Più mi documentavo più scoprivo quanto ci fosse nelle sue parole e nei suoi modi della grande malattia che aveva colpito il suo tempo. Scoprivo che certo era un personaggio unico, con il suo innegabile carisma e il suo burbero manicheismo, la sua brutale franchezza e la sua rettitudine, il suo amore per la montagna e la sua insofferenza nei confronti della religione e dell’ipocrisia, la sua aggressività verbale e la mitezza della sua indole, il suo enorme coraggio e le sue ben celate debolezze, il suo narcisismo e la sua tolleranza, ma tanti di questi suoi ingredienti erano quelli della sua epoca. Non sgorgavano solo dal suo carattere così particolare, come avevo sempre dato per scontato, venivano in gran parte dalla Storia. Il suo destino individuale era anzi paradigmatico, e il vero interesse della sua vicenda stava nella complessa articolazione tra elementi intimi e epocali. Per delineare con crescente precisione quel personaggio che era mio padre, ma che non era più solo quello che avevo conosciuto io, era anche il fenotipo di un codice genetico più diffuso e generale, leggevo allora resoconti e biografie e diari, che si rivelavano illuminanti per chiarire il suo funzionamento: come succede quando si trovano finalmente le istruzioni di un apparecchio molto complicato. Li divoravo, ma il mio fine non era erudirmi, non era farmi una cultura astratta sul fascismo, non era imbastire una nuova teoria: in ogni caso questi compiti mi erano preclusi. Andavo più semplicemente a caccia dei mattoni che mi servivano per costruire la mia storia, per darle la profondità che altrimenti sarebbe mancata, per far sì che mirasse sempre alla verità, evitando i luoghi comuni e le autoassolutorie semplificazioni che imperavano, sbarazzandomi delle compiacenti mitologie della mia famiglia. Li rincorrevo traversando di corsa le pagine come un segugio, e come un segugio sapevo stanarli e dissotterrarli, senza mai lasciarli scappare. Al pari di sempre la scrittura non era la trascrizione di qualcosa che già sapevo, era un pericoloso viaggio di scoperta.

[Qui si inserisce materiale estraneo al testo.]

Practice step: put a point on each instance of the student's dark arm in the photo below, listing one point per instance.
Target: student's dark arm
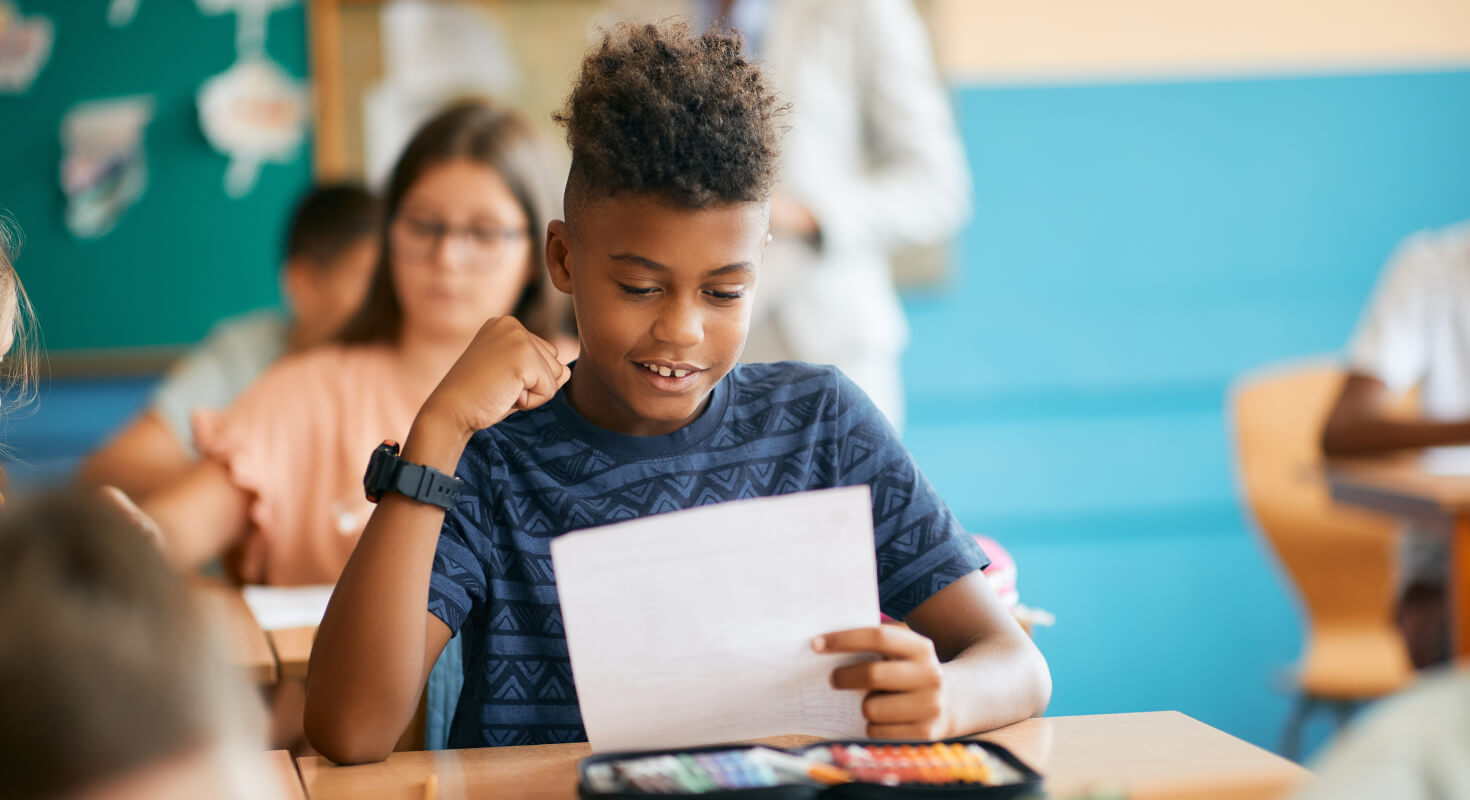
(1360, 424)
(378, 640)
(963, 666)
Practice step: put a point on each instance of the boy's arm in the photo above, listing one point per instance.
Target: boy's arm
(1360, 424)
(963, 666)
(366, 674)
(366, 668)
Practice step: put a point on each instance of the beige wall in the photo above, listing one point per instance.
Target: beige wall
(1101, 40)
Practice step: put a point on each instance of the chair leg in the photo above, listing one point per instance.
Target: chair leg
(1291, 737)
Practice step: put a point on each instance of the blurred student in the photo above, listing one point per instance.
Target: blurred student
(1414, 746)
(280, 478)
(112, 690)
(673, 156)
(330, 256)
(1414, 333)
(16, 330)
(873, 165)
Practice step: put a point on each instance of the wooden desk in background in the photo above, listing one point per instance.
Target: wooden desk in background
(1153, 756)
(247, 643)
(1401, 487)
(293, 649)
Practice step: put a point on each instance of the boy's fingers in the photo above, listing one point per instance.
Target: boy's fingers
(926, 731)
(887, 708)
(890, 641)
(893, 675)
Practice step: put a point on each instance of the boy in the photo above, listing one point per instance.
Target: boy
(673, 156)
(1416, 331)
(330, 256)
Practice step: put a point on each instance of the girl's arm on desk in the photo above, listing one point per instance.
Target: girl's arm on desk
(199, 516)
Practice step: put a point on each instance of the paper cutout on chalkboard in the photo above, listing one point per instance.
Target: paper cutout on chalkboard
(432, 52)
(121, 12)
(25, 44)
(250, 22)
(253, 112)
(103, 163)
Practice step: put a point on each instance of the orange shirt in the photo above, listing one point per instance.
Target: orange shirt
(299, 440)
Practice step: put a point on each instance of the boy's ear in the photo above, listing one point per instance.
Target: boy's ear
(559, 250)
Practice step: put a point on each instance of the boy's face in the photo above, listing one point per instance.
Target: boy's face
(663, 297)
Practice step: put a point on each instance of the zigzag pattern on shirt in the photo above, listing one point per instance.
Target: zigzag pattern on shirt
(787, 428)
(525, 680)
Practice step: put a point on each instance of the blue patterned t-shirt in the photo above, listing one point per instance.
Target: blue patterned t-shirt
(768, 430)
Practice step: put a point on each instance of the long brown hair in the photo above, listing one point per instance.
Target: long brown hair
(503, 141)
(18, 366)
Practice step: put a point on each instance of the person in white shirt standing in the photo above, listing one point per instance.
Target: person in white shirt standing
(1414, 333)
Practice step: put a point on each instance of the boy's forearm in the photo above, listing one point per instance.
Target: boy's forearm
(371, 655)
(994, 683)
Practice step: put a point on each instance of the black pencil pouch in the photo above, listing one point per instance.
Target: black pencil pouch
(603, 777)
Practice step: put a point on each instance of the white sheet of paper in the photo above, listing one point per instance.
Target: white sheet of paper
(696, 627)
(278, 608)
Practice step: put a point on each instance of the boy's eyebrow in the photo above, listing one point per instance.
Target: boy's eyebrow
(656, 266)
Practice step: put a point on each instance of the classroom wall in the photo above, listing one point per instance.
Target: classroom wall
(1134, 249)
(185, 255)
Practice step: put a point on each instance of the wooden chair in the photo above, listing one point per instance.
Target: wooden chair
(1341, 562)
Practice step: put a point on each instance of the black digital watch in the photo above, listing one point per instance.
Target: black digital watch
(388, 472)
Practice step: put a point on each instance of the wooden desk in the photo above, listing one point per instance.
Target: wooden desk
(1154, 756)
(1403, 488)
(293, 647)
(285, 771)
(247, 644)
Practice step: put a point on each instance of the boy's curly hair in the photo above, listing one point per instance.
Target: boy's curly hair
(663, 112)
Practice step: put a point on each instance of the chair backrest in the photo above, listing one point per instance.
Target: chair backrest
(1341, 561)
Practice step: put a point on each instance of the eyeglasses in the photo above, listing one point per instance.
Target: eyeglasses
(481, 243)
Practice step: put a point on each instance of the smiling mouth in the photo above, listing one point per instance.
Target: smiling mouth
(668, 371)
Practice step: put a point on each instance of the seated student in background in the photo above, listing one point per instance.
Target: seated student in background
(280, 481)
(1414, 333)
(673, 156)
(1408, 747)
(330, 256)
(110, 687)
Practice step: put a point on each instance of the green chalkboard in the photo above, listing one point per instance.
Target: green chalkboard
(185, 255)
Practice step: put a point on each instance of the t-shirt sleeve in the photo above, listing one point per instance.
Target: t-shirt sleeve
(213, 374)
(459, 584)
(1392, 337)
(920, 544)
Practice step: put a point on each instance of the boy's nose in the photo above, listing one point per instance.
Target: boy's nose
(679, 324)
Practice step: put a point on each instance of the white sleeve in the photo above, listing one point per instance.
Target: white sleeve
(1392, 337)
(918, 190)
(210, 375)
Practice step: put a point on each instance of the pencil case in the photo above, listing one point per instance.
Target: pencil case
(735, 772)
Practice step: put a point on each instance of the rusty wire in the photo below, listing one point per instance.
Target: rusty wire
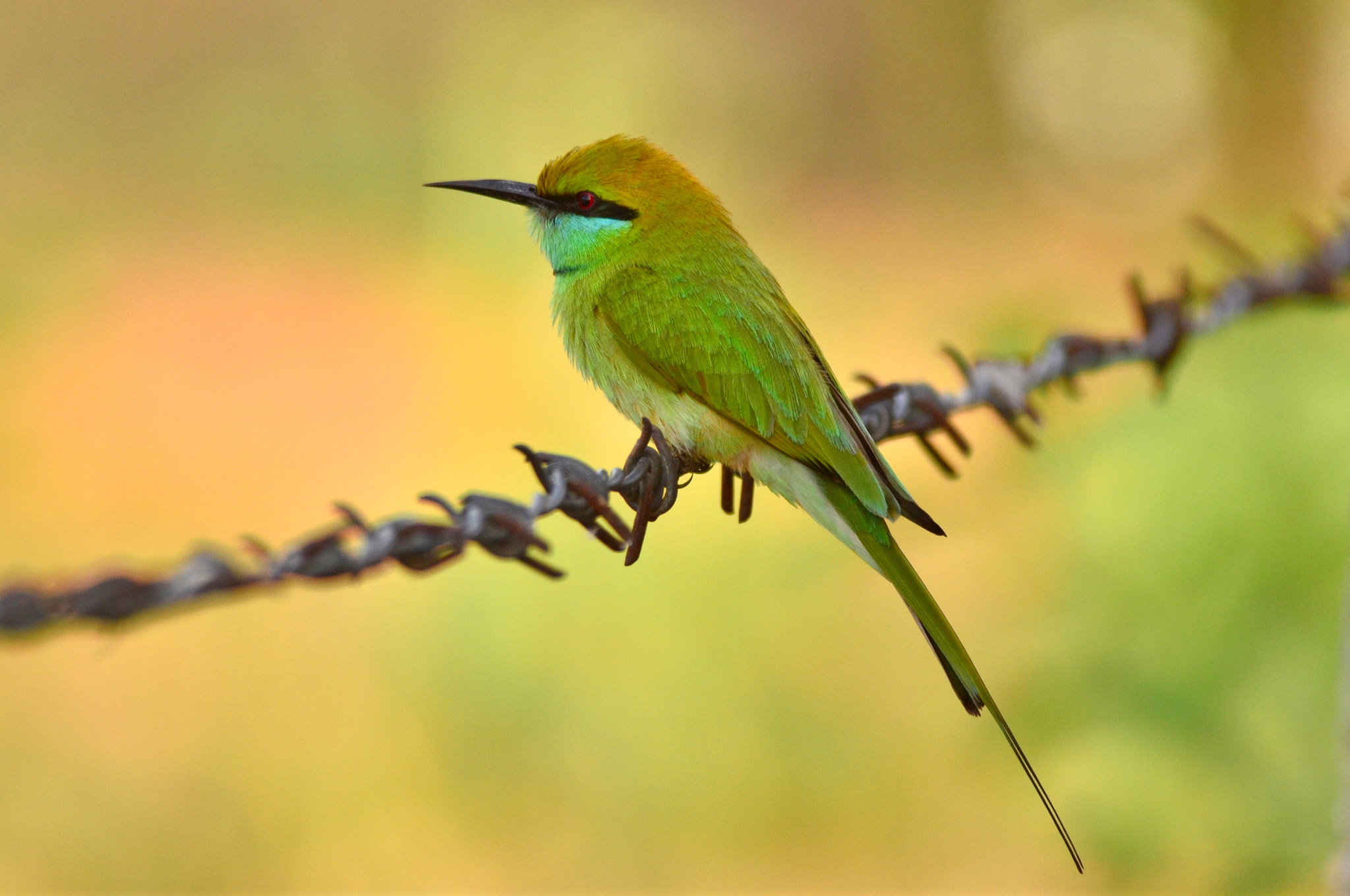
(649, 482)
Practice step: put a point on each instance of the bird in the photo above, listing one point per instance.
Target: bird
(663, 305)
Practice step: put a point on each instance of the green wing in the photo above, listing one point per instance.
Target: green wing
(734, 342)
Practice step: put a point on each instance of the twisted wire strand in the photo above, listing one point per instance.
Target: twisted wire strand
(649, 482)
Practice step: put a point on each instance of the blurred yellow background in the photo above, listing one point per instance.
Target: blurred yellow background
(226, 301)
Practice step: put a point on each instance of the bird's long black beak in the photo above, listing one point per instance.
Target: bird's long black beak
(505, 190)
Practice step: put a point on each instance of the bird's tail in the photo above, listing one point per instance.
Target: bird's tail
(875, 538)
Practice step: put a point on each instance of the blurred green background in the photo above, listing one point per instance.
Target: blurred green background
(224, 301)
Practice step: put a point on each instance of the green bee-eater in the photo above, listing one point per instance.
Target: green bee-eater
(663, 305)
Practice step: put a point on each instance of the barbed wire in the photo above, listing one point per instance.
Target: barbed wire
(650, 480)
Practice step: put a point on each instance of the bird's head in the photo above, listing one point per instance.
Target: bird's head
(612, 200)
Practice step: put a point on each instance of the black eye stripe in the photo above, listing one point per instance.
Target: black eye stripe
(602, 207)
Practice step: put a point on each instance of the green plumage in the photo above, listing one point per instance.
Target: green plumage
(663, 305)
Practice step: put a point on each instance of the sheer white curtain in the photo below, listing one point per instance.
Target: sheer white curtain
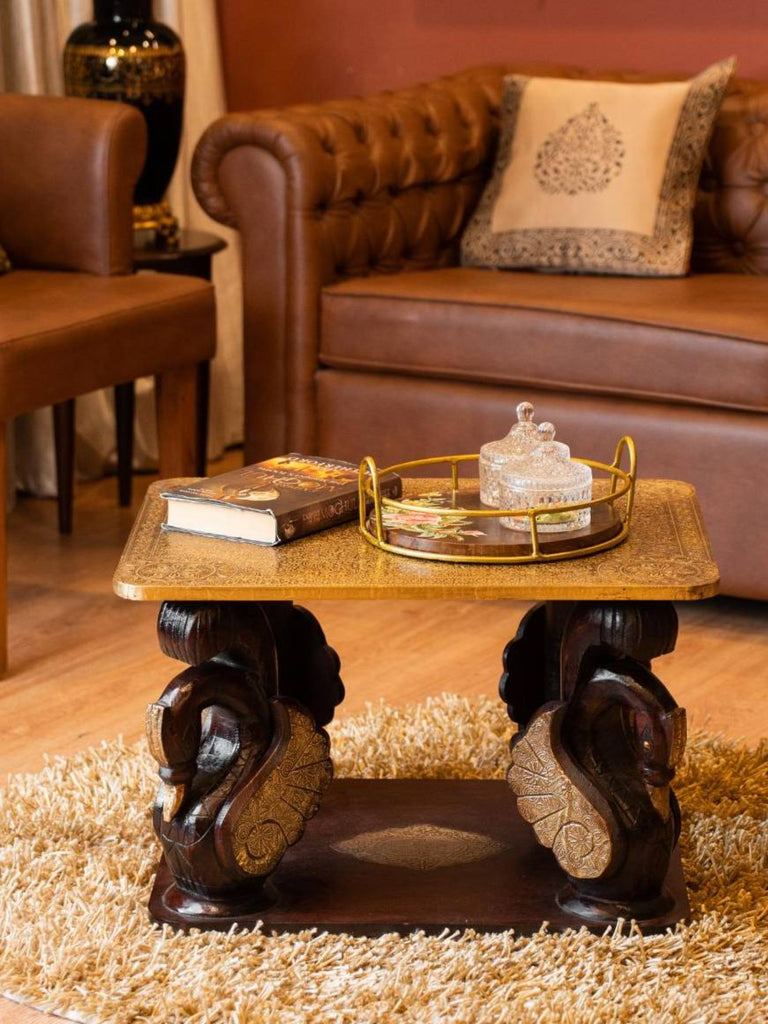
(32, 38)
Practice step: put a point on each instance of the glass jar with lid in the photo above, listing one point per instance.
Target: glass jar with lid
(547, 476)
(521, 439)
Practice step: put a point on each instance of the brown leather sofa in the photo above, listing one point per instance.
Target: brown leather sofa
(73, 316)
(364, 335)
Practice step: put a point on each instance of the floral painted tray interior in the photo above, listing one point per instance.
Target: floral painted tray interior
(449, 521)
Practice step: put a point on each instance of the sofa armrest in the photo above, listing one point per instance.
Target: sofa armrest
(322, 193)
(68, 170)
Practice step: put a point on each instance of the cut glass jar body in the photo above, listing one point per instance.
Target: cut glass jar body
(546, 476)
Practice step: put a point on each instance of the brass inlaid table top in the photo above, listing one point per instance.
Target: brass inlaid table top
(666, 557)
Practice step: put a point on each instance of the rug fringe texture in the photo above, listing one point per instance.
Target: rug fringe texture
(78, 853)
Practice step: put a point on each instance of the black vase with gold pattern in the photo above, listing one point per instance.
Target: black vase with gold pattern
(124, 54)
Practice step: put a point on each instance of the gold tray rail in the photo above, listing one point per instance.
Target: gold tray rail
(622, 484)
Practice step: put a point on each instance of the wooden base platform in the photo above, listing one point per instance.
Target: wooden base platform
(403, 855)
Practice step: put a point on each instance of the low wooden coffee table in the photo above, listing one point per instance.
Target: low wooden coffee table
(244, 759)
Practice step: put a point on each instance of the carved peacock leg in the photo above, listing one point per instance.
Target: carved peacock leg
(242, 756)
(592, 767)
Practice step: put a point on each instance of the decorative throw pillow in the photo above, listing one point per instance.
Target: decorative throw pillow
(596, 176)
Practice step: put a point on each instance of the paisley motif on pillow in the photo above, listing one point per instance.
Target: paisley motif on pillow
(597, 176)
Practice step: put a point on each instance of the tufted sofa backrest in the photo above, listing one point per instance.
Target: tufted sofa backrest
(387, 182)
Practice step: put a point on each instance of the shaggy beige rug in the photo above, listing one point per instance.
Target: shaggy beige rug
(77, 858)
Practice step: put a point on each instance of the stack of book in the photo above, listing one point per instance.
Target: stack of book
(270, 502)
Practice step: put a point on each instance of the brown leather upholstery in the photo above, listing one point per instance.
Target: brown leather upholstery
(73, 317)
(65, 334)
(62, 204)
(377, 187)
(701, 339)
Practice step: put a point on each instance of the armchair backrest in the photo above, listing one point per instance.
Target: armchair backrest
(68, 170)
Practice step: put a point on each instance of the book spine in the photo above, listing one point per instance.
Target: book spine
(327, 512)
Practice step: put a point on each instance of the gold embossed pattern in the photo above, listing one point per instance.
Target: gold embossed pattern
(278, 814)
(666, 557)
(420, 847)
(562, 818)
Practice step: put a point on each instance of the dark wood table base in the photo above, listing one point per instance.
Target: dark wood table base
(245, 765)
(400, 855)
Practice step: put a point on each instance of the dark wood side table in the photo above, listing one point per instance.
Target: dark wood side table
(194, 258)
(244, 758)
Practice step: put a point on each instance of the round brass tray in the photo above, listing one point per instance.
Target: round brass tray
(450, 523)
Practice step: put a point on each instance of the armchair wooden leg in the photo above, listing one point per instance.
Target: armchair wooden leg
(124, 410)
(64, 440)
(3, 561)
(176, 398)
(204, 390)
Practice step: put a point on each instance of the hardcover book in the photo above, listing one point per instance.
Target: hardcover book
(270, 502)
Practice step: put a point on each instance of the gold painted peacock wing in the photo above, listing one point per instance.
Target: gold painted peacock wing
(563, 819)
(295, 772)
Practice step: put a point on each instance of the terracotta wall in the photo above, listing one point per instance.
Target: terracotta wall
(295, 50)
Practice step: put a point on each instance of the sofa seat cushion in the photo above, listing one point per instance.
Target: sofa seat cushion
(64, 334)
(700, 340)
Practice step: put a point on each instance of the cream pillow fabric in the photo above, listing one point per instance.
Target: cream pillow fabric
(596, 176)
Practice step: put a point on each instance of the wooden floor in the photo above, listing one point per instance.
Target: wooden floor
(84, 664)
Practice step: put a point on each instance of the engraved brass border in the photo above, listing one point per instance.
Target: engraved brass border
(622, 484)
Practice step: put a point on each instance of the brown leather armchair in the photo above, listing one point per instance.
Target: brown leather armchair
(364, 335)
(73, 316)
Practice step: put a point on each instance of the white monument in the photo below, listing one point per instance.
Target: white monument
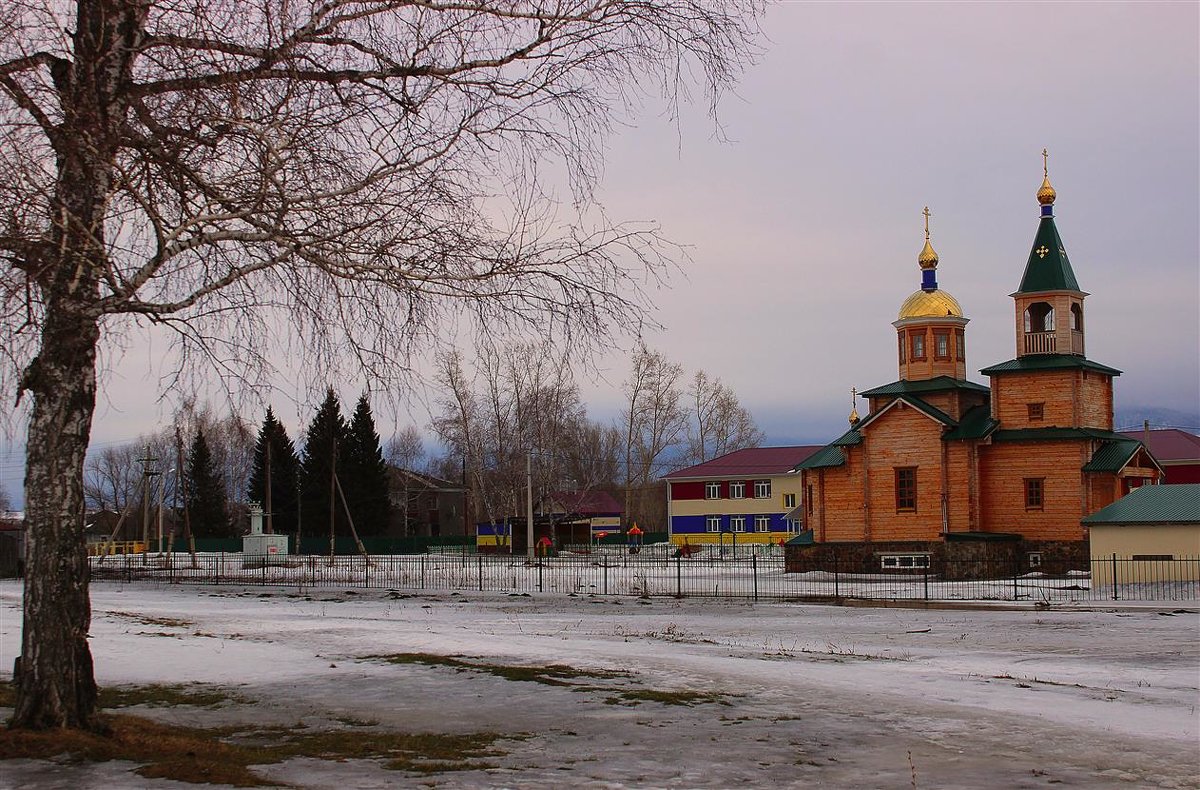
(257, 544)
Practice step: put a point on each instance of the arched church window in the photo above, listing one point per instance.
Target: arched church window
(1039, 317)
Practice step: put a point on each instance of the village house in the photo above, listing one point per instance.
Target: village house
(749, 496)
(948, 474)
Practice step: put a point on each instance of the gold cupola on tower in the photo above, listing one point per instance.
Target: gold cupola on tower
(930, 301)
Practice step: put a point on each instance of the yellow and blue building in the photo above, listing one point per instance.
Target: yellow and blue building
(750, 496)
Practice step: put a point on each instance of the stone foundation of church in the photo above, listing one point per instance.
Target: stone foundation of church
(960, 557)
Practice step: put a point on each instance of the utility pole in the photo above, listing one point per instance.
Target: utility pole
(147, 473)
(529, 506)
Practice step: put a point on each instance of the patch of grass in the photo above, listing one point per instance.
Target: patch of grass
(633, 696)
(547, 675)
(145, 620)
(167, 695)
(223, 755)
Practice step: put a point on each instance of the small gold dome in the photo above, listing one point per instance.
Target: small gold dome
(928, 257)
(930, 304)
(1047, 195)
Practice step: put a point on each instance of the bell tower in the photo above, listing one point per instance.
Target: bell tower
(1049, 303)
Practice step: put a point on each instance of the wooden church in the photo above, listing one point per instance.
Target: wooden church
(943, 472)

Io non avrei dovuto esserci in questo romanzo. E nemmeno un personaggio che per tanti aspetti mi assomiglia. Scrivendolo mi sono invece reso conto che senza punizione dei responsabili e senza esami di coscienza, senza alcuna cerimonia di interramento, la fine del fascismo era indissolubilmente legata alla violenza degli anni che avevo vissuto in prima persona. Ne era anzi la lontana e per certi versi ben mimetizzata fonte. La bestia nera che non è mai stata sepolta era risorta con i suoi agguati e le sue unghiate di crudeltà, in parallelo al rianimarsi altrettanto cruento degli storici nemici. Non si poteva capire la stagione insanguinata della mia adolescenza, senza fare riferimento alla guerra civile di trent’anni prima, quella vissuta da mio padre: ne era l’anacronistico proseguo. Ma era soprattutto la mia vita privata a aver ricevuto le eredità di quell’epoca che i più consideravano ormai lontana, e che io stesso avevo faticato a disseppellire. Quindi parlare di lui era anche parlare di me e del mio percorso, e riesumare l’origine delle mie scelte di vita. Scoprivo che ero molto più legato a lui di quanto pensassi, anche se avevo perso l’occasione di farglielo capire, come spesso succede nella vita, che nella sua rassicurante lentezza schizza via in fretta.